2. In our opinion the Judge's order in this case was not a ' judgment' within the meaning of Clause 15 of the Letters Patent and consequently is not appealable. The application was not one which started independent proceedings ancillary to the suit [see the observations of White, C.J. in Tuljaram Rao v. Alagappa Chettiar ILR (1910) M 1 nor could its effect in any event be to put an end to the suit. The order, of course, concluded the proceedings in which the application was made, if that could be regarded as a separate and independent proceeding, but the same might be said of every order made by a Court in the course of the trial of a suit. The proceeding in which Waller, J.'s order was passed was part of the proceedings in the suit itself. Therefore I think that when the learned Chief Justice spoke of putting an end to the suit or proceeding, he was thinking of some kind of independent proceeding which could not be called a suit.

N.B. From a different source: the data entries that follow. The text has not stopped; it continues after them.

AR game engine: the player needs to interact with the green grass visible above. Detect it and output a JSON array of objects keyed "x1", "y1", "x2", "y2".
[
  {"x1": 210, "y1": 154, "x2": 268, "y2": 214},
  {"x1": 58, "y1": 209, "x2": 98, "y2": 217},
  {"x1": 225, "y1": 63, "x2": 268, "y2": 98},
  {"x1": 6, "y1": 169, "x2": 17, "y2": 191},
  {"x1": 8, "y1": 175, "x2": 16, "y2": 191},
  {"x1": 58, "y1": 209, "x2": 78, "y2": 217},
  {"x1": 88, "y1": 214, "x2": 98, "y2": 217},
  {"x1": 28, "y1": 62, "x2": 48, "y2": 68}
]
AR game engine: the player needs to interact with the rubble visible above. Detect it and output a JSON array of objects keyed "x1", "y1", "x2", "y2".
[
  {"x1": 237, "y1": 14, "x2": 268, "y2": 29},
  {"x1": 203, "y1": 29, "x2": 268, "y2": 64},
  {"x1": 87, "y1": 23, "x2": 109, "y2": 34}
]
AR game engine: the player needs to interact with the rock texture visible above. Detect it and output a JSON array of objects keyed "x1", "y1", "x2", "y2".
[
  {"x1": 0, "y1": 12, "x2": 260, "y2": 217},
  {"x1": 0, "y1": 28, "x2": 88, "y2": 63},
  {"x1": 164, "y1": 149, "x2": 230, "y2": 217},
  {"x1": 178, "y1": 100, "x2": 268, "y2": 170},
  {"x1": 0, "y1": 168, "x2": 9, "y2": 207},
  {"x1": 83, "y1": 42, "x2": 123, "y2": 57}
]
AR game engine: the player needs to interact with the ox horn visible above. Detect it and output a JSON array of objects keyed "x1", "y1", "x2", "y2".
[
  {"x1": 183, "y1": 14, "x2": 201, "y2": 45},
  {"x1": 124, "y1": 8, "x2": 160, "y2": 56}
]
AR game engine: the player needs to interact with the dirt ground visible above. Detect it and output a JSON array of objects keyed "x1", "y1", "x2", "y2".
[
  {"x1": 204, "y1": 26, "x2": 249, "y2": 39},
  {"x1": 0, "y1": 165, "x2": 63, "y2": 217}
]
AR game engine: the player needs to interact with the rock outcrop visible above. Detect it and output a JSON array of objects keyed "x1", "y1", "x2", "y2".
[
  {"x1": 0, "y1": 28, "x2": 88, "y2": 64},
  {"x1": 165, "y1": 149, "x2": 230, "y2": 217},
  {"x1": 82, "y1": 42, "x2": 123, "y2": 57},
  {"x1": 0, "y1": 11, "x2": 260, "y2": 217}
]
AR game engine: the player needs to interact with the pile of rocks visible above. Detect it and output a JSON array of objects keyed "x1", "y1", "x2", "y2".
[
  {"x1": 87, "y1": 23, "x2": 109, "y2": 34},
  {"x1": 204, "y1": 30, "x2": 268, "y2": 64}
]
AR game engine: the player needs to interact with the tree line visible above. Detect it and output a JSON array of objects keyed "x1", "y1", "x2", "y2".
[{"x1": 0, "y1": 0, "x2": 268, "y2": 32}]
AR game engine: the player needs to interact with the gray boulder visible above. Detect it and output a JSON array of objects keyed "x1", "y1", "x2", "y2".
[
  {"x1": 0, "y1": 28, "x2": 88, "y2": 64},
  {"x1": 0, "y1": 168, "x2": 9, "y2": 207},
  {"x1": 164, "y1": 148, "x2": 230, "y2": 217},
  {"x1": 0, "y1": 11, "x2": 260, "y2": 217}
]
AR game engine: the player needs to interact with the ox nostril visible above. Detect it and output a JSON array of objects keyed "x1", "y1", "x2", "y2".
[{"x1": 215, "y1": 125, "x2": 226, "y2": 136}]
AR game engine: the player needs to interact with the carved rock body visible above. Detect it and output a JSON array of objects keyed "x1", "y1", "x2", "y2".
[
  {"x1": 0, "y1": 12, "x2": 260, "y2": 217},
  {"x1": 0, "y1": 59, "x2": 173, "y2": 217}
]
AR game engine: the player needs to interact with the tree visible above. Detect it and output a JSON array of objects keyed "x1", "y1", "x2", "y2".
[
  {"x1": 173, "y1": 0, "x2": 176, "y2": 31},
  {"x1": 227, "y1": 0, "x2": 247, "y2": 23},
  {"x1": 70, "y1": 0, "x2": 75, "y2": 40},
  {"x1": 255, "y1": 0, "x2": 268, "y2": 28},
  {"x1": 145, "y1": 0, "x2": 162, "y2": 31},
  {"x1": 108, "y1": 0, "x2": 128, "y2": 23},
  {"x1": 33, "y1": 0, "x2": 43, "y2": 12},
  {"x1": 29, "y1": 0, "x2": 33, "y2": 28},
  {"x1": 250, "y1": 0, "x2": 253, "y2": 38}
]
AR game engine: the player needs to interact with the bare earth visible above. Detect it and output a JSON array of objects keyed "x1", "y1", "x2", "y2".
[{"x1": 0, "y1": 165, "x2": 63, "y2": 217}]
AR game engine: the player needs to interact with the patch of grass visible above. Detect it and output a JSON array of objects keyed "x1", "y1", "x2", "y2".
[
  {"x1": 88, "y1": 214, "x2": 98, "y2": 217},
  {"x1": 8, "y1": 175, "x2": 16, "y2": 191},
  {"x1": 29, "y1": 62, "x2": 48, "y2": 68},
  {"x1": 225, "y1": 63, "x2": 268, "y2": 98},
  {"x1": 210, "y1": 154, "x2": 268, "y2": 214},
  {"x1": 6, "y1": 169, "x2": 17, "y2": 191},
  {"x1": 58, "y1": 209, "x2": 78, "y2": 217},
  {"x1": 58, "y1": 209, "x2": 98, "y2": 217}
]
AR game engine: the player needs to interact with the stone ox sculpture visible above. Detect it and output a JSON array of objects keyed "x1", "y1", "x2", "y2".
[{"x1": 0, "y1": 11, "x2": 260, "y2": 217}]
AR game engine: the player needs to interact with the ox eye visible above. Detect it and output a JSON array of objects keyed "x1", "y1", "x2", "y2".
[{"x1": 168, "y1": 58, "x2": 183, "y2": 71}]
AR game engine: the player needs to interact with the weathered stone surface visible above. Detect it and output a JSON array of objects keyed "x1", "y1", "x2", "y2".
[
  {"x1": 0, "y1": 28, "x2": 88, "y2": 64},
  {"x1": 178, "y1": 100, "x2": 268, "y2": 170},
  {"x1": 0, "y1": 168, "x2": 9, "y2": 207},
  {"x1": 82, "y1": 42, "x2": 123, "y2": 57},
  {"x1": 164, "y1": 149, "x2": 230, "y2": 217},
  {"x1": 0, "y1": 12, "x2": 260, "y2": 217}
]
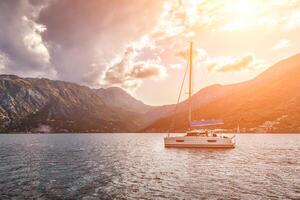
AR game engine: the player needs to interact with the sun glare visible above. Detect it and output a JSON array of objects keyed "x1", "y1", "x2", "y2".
[
  {"x1": 224, "y1": 0, "x2": 259, "y2": 17},
  {"x1": 168, "y1": 0, "x2": 265, "y2": 32},
  {"x1": 221, "y1": 0, "x2": 262, "y2": 31}
]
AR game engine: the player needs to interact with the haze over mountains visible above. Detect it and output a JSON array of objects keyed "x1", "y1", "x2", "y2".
[
  {"x1": 0, "y1": 54, "x2": 299, "y2": 133},
  {"x1": 146, "y1": 54, "x2": 300, "y2": 133}
]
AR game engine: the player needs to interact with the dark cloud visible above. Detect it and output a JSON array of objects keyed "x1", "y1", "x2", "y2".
[
  {"x1": 0, "y1": 0, "x2": 53, "y2": 77},
  {"x1": 38, "y1": 0, "x2": 161, "y2": 48},
  {"x1": 0, "y1": 0, "x2": 162, "y2": 87},
  {"x1": 37, "y1": 0, "x2": 162, "y2": 86}
]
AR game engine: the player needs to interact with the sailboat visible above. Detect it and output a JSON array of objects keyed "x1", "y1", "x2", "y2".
[{"x1": 164, "y1": 42, "x2": 236, "y2": 148}]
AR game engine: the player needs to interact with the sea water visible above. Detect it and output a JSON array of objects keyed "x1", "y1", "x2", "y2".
[{"x1": 0, "y1": 134, "x2": 299, "y2": 199}]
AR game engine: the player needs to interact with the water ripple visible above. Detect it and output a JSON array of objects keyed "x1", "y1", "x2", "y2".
[{"x1": 0, "y1": 134, "x2": 299, "y2": 199}]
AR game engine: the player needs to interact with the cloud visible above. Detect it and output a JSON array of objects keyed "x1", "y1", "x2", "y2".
[
  {"x1": 102, "y1": 46, "x2": 166, "y2": 90},
  {"x1": 170, "y1": 64, "x2": 182, "y2": 69},
  {"x1": 272, "y1": 39, "x2": 290, "y2": 50},
  {"x1": 0, "y1": 0, "x2": 53, "y2": 77},
  {"x1": 22, "y1": 16, "x2": 50, "y2": 64},
  {"x1": 284, "y1": 10, "x2": 300, "y2": 31},
  {"x1": 130, "y1": 62, "x2": 166, "y2": 78},
  {"x1": 81, "y1": 63, "x2": 104, "y2": 87},
  {"x1": 99, "y1": 0, "x2": 197, "y2": 89},
  {"x1": 175, "y1": 47, "x2": 207, "y2": 61},
  {"x1": 0, "y1": 0, "x2": 163, "y2": 88},
  {"x1": 35, "y1": 0, "x2": 162, "y2": 87},
  {"x1": 1, "y1": 0, "x2": 298, "y2": 96},
  {"x1": 0, "y1": 52, "x2": 10, "y2": 71},
  {"x1": 99, "y1": 5, "x2": 217, "y2": 89},
  {"x1": 207, "y1": 54, "x2": 260, "y2": 72},
  {"x1": 38, "y1": 0, "x2": 161, "y2": 48}
]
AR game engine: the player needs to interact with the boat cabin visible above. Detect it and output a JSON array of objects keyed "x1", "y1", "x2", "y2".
[{"x1": 185, "y1": 130, "x2": 219, "y2": 137}]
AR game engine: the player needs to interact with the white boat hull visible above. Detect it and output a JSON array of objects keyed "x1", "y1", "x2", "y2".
[{"x1": 164, "y1": 135, "x2": 235, "y2": 148}]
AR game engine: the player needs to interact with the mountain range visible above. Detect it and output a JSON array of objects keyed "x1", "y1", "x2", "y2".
[
  {"x1": 0, "y1": 75, "x2": 150, "y2": 132},
  {"x1": 0, "y1": 54, "x2": 299, "y2": 133},
  {"x1": 145, "y1": 54, "x2": 300, "y2": 133}
]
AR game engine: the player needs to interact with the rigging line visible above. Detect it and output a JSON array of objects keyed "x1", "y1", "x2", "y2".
[{"x1": 168, "y1": 61, "x2": 189, "y2": 134}]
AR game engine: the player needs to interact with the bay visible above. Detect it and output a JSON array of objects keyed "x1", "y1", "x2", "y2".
[{"x1": 0, "y1": 134, "x2": 299, "y2": 199}]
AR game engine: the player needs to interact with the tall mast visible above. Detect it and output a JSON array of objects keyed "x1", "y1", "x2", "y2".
[{"x1": 188, "y1": 41, "x2": 193, "y2": 129}]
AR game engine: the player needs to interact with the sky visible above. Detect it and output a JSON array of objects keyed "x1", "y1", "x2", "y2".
[{"x1": 0, "y1": 0, "x2": 300, "y2": 105}]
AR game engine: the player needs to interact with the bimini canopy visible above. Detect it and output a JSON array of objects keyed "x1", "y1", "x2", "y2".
[{"x1": 190, "y1": 120, "x2": 224, "y2": 127}]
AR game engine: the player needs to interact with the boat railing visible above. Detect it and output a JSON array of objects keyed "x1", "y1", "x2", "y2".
[{"x1": 231, "y1": 135, "x2": 236, "y2": 143}]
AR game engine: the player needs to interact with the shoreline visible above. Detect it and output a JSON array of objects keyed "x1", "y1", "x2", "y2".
[{"x1": 0, "y1": 132, "x2": 300, "y2": 134}]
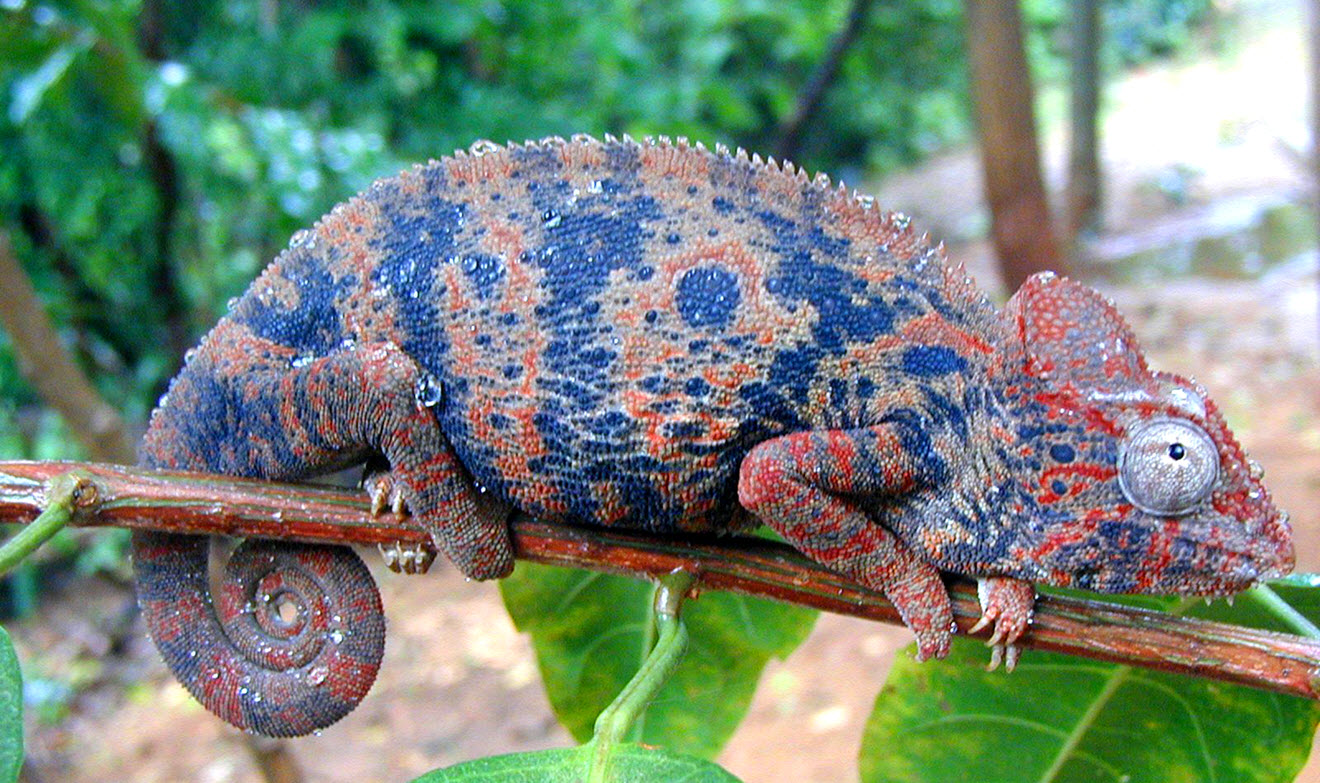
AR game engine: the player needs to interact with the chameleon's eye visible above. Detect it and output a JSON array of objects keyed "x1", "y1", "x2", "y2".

3. It was held in Mahalingam v. Natesa Aiyar (1915) 3 LW 107 that an order refusing leave to amend pleadings was not a judgment within the meaning of Clause 15 of the Letters Patent. The present order is of a cognate nature, the difference being only that there the plaintiff sought to amend his own plaint and here the plaintiff wishes to have the defendants' written statement amended.
4. The fact that no appeal is provided by the Civil Procedure Code against an order under Order 6, Rule 16 is an indication that the Legislature intended that there should be no appeal in such cases.
5. The observation of Waller, J. in Sonachalam Pillai v. Kumaravelu Chettiar ILR (1923) M 316 that all orders passed after contest inter partes should be regarded as judgments was not necessary for the disposal of that case, which followed the decision in Tuljaram Rao v. Alagappa Chettiar ILR (1910) M 1 and appear to us to be too wide. The learned Judge adopted the view of Bittleston, J. in DeSouza v. Coles (1868) 3 MHCR 384. from which White, C.J. had expressed his dissent in Tuljaram Rao v. Alagappa Chettiar (1). The appeal is rejected on the preliminary point of admissibility with costs.